Il est très important d'avoir un préparateur physique, un diététicien, un entraineur pour la musculation, un entraîneur pour les spécifiques. Sur Saint-Pierre, il y a de très bon éducateurs mais il manque ce côté staff sportif.

Naomi Harran, karatéka

Naomi Haran le sait, devenir sportive de haut niveau ça commence tôt. À la majorité, elle quitte son caillou où elle a grandi pour rejoindre Caen et le pôle espoir Normandie. Dès ses débuts, elle est confrontée à la réalité, ses pairs métropolitains ont de l'avance sur elle : " Leur niveau était bien plus élevé que le mien. Ils étaient conditionnés, ils avaient une routine qui était mise en place avec un suivi diététique, en salle de musculation, etc...", confie la karatéka. Des blessures puis le Covid mettent en pause ses ambitions sportives.
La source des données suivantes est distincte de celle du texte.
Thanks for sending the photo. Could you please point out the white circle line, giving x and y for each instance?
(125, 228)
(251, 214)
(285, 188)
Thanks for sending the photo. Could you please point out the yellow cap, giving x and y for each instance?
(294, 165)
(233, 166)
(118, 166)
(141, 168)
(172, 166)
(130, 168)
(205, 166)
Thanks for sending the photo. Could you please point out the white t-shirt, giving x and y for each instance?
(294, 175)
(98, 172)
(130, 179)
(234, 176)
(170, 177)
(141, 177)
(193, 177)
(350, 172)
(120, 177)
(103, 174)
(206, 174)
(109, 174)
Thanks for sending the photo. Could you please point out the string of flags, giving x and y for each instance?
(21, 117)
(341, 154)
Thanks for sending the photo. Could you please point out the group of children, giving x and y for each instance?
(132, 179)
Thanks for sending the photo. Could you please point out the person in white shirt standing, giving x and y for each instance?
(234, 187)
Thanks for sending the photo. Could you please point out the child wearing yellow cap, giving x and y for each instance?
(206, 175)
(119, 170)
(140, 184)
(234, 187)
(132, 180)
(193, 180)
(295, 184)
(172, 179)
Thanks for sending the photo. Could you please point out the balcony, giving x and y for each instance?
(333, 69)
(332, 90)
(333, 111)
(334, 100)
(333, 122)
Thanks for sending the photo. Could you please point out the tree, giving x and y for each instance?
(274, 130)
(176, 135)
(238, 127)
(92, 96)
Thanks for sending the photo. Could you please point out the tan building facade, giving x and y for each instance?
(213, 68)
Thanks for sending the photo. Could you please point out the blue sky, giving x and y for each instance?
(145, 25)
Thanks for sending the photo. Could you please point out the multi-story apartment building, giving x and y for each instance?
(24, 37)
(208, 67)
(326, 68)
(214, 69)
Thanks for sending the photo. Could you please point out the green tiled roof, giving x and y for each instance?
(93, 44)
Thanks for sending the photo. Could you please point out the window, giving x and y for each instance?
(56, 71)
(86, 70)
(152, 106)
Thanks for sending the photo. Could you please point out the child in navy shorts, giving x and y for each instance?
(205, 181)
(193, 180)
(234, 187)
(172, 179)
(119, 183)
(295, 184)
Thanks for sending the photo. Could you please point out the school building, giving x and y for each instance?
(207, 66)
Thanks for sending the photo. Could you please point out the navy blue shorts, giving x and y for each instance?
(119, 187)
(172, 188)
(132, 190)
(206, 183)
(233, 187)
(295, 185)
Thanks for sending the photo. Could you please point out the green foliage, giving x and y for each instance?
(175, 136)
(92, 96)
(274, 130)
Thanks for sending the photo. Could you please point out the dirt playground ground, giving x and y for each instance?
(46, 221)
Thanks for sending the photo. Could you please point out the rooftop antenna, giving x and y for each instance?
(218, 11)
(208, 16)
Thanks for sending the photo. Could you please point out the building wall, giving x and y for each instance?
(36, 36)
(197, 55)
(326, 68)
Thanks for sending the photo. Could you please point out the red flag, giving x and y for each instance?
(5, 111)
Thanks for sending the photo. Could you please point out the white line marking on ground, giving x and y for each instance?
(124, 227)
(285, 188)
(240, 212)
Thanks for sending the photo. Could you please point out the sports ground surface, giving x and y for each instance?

À 27 ans, Naomi s'implique désormais dans son club de formation mais aussi politiquement au sein de la Collectivité Terriroriale pour suivre les jeunes et le sport. 

Partir de l'archipel pour se confronter à meilleur que soi en métropole, c'est le coche qu'a manqué Arnaud Hayes. Ce Saint-Pierrais a grandi sur les cours de tennis, sur les pas de son père Roger Hayes. Le dimanche au saut du lit, raquette en main, il jouait contre enfants et adultes.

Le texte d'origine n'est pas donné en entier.